Militants, foncièrement et intelligemment militants, les Ramoneurs de Menhirs emmenés par Loran, l’ex-Béru et inlassable dénonciateur de talent, sortent avec Tan ar bobl leur troisième album. Ayant eu à déplorer le départ de Momo (Maurice Jouanno), ils enregistrent en revanche l’arrivée de Gwenael Kere et gardent non seulement cette identité forte, ce mélange trad/punk d’excellence qui les distingue grandement, mais aussi leur cohérence, qui semble même s’affirmer plis encore sur les onze morceaux irréprochables qu’offre le disque.
L’enracinement breton est plus que jamais porteur mais se pare d’une ouverture au Monde bienfaisante, l’énergie punk brute qui s’y adjoint tout autant et d’entrée de jeu Son ar gewier, menterie traditionnelle issue de toute évidence des effets de l’alcool « maison » breton, sème l’euphorie, diablement mise en son, avec force chants scandés. Les Ramoneurs de Menhirs, non contents d’enfanter un genre complètement neuf tout en devant autant à l’actuel qu’à l’ancien (cependant dominant), ajoutent à leur révolte une lueur d’espoir, une belle lucidité et concèdent à l’auditeur un bonheur musical constant. Le début d’album est d’ailleurs parfait, Ni veway lie morceau traditionnel kabyle et mélodie du barde breton Youenn Gwernig, une instrumentation régionale dansante et alerte à souhait se fait griffer par une gratte aux riffs durs et inutile de tergiverser, on sait, on pressent déjà une rondelle de folie.

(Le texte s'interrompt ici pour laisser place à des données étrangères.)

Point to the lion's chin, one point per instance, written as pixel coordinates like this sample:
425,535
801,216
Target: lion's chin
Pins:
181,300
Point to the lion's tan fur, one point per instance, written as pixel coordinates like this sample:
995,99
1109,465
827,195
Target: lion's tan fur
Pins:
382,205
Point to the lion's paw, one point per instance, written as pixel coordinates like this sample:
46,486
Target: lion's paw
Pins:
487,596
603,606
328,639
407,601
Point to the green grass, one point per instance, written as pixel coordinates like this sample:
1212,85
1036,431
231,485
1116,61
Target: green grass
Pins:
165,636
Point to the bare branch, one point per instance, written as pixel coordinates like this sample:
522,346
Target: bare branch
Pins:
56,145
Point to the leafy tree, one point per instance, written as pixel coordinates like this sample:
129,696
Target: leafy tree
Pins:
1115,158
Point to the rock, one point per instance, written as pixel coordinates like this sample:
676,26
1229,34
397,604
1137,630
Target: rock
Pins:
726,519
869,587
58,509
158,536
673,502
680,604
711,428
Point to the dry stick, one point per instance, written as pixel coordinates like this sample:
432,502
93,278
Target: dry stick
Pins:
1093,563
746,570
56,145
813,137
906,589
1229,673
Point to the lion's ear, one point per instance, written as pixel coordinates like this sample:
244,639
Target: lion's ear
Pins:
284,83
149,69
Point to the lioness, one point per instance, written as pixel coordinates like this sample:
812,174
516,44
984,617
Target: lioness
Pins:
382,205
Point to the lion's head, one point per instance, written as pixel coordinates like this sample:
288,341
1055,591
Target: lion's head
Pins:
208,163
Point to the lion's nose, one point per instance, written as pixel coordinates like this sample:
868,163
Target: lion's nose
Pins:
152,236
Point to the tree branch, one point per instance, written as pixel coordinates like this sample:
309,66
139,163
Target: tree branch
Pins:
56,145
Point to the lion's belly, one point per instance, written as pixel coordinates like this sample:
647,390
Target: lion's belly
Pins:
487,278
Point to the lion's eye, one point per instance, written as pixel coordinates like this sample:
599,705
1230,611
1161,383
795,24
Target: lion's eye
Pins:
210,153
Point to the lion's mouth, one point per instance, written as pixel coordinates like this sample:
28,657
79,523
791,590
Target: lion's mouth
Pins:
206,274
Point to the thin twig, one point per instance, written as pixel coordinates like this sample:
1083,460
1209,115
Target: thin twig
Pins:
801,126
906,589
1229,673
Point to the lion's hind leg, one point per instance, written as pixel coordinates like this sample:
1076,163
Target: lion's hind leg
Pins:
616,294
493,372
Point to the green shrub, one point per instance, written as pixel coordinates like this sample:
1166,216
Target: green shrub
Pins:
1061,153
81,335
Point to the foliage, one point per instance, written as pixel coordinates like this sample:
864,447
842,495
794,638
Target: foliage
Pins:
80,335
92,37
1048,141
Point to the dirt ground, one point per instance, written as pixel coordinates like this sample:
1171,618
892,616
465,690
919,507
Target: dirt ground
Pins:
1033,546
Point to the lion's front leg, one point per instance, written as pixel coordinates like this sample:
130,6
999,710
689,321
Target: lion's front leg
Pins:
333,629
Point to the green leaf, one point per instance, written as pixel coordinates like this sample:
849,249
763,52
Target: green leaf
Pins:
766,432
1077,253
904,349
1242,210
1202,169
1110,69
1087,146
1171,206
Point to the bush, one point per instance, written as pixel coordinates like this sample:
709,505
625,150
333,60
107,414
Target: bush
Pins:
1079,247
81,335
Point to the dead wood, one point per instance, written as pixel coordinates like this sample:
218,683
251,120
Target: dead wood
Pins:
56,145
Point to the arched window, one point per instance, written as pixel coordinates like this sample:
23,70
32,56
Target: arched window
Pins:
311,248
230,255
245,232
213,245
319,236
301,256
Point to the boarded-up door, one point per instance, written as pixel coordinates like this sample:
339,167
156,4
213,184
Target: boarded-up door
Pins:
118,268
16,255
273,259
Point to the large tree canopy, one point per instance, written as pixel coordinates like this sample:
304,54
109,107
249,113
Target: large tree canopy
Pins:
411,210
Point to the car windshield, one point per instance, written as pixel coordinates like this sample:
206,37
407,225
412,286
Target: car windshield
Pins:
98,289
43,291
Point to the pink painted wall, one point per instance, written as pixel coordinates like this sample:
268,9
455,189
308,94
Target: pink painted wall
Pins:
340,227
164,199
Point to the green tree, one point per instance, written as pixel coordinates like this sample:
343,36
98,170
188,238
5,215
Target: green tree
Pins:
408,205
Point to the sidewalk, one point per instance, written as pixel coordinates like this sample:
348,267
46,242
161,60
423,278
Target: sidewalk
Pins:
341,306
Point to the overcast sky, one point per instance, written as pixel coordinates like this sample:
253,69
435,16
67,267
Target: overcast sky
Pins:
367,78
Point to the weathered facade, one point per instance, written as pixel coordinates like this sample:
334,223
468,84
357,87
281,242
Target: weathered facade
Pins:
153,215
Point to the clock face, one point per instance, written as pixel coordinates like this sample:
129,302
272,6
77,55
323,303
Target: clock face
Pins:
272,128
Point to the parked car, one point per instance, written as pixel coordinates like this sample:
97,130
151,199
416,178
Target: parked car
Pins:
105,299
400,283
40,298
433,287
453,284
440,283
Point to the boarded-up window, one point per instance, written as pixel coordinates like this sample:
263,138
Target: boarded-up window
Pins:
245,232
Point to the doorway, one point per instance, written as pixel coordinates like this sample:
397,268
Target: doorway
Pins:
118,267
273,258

Recours au Breton évidemment, clins d’oeil à des provenances diverses (Grèce sur Exarhia, Ukraine sur Makhnovtchina), reliftings de traditionnels punk-rocks (Viva la revolution), le groupe fait feu de tout bois, met en avant des mariages improbables qui, sous son joug, prennent forme et s’avèrent parfaitement équilibrés, validant de plus brillamment l’insoumission permanente de ces fouteurs de joie inventifs à souhait, symboles d’un courant dont ils sont désormais les dépositaires. En phase directe bien sûr avec l’ère Béru et la soif de liberté, le refus de voir se resserrer l’étau sociétal qui en découlait.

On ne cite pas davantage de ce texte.